May 30th, 2012 No Comments »

Starting Wednesday, San Diego-based mobile app maker MeLLmo is unveiling a new feature of its mobile enterprise hit Roambi. The software is no longer simply a tool for creating cool, interactive data visualizations or real-time business intelligence reports that your boss or colleagues will read on their iPhone or iPad. Now Roambi is becoming something of a mobile app development and publishing service with a new feature called ESX Platform.

With ESX Platform, companies that use MeLLMo’s Roambi software to create and publish visualizations and reports that are heavy with interactive charts and graphs, will be able to publish those reports publicly on Apple’s iOS App Store. That way, companies that specialize in information can sell reports or case studies created with Roambi as one-off apps without having to hire an application developer — Roambi will do that for them.

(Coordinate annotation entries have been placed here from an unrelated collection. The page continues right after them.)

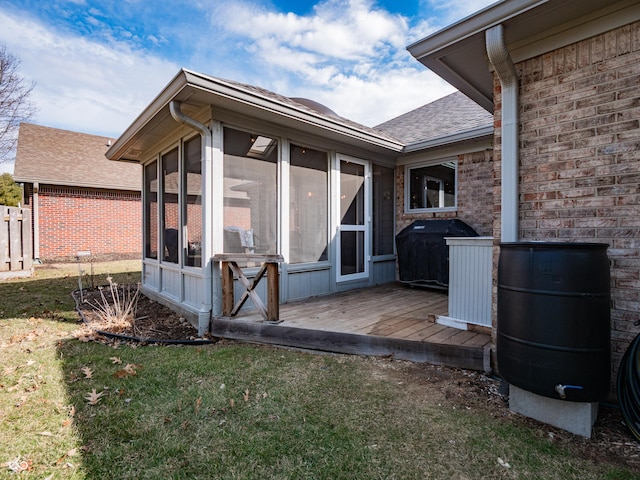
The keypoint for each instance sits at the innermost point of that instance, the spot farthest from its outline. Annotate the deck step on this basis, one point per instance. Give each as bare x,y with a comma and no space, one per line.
460,356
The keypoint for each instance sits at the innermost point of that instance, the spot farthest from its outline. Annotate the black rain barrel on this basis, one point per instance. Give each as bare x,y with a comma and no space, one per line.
553,335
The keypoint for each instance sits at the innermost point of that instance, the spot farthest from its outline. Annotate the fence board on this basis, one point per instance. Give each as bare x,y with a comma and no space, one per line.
15,241
4,238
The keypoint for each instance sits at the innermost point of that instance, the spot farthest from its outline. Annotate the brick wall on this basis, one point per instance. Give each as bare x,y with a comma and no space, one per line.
104,222
475,194
580,159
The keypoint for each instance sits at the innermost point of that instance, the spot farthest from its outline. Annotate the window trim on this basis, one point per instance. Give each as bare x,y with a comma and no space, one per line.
407,186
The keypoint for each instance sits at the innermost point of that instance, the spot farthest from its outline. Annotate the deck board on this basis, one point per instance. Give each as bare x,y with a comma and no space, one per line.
402,315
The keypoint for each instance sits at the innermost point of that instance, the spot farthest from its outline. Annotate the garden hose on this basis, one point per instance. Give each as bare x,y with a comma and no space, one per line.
629,387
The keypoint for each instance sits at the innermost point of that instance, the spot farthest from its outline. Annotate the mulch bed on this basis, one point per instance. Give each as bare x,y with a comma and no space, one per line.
152,322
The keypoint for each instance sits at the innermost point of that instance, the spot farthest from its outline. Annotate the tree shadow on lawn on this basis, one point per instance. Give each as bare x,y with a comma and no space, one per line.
49,297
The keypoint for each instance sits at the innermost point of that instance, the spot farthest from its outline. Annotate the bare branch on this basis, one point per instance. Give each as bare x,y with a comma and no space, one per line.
15,105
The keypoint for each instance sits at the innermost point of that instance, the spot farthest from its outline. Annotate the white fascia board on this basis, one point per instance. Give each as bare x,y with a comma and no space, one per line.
251,98
474,24
120,146
466,135
233,92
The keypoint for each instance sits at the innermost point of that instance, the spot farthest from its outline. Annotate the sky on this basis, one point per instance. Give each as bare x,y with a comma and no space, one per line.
96,64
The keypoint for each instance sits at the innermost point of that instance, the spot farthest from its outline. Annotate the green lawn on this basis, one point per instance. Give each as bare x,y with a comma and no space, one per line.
236,411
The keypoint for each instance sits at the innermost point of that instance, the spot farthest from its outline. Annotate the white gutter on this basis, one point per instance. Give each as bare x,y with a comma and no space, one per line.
211,302
505,70
471,134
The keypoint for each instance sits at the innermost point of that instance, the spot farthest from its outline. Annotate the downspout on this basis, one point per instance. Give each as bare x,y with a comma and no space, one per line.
506,71
211,303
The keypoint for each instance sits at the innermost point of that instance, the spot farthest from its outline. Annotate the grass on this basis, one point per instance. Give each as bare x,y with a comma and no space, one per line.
234,411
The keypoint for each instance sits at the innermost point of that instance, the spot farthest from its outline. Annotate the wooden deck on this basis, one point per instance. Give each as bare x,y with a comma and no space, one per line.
391,319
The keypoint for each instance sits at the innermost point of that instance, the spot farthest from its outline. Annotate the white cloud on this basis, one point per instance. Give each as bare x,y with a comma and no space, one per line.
347,55
83,85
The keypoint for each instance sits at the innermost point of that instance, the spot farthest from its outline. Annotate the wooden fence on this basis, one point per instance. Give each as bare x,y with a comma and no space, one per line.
16,256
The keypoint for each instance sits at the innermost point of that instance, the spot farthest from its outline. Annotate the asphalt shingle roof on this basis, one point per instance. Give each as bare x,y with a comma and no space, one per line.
61,157
446,116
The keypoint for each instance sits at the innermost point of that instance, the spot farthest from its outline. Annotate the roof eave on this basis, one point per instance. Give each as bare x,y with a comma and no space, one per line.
532,27
473,134
222,90
67,183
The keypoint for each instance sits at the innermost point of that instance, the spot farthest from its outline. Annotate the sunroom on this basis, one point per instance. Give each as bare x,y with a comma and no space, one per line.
230,168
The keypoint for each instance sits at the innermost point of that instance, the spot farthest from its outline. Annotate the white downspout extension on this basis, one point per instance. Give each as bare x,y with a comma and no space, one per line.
505,69
212,303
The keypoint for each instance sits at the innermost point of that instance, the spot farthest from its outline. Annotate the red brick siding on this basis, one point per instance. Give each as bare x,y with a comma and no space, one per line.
475,194
580,158
100,221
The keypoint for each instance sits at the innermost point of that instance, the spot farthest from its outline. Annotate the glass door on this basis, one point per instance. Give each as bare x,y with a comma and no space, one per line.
353,237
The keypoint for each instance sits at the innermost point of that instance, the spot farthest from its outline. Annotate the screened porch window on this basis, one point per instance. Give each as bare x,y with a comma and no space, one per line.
192,205
170,219
151,210
431,187
250,192
383,210
308,208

The reports that are published as apps will have both brand names, Roambi’s and the company’s own. But the revenue from the app’s sale through Apple’s App Store will go to the company — with Apple taking its traditional 30 percent App Store cut. The customer can customize the app’s splash screen so it feels as close to their own brand as possible when someone buys the app and views it on their 9.7-inch iPad screen. But then once inside the app, they’ll see the Roambi view of content. “Users will feel like it’s an application experience designed around their content,” explained Quinton Alsbury, CEO of MeLLmo.

MeLLmo is volunteering to act as your app development shop — for pay, of course, but the pricing is still to be determined later. Said Alsbury:

For a lot of companies, if customers purchase info from them, the delivery mechanism is an email with a Powerpoint, or and Excel spreadsheet. Now they can package it up into whatever visualization they want from the available suite and have it be their app, and they can sell it or they can give it away.

But what Roambi is doing isn’t just emblematic of how mobile is changing how we do business and consumer information. It also illustrates the iPad’s progression as an enterprise tool. First it began popping up in the executive suite (subscription required) as a tool for individuals who were a little ahead of the tech curve to check their corporate email or read spreadsheets. Then apps came out that turned the iPad into terminals for accessing companies’ internal networks and data, which was especially brilliant for remote workers — and IT departments started getting on board.

Now one of those, Roambi, known for its innovative way of using the iPad to present data that is helpful to how they do business, is helping companies look outward. In this way its customers are not just using the iPad to view and consume data, but Apple’s mobile platform as a way to distribute data.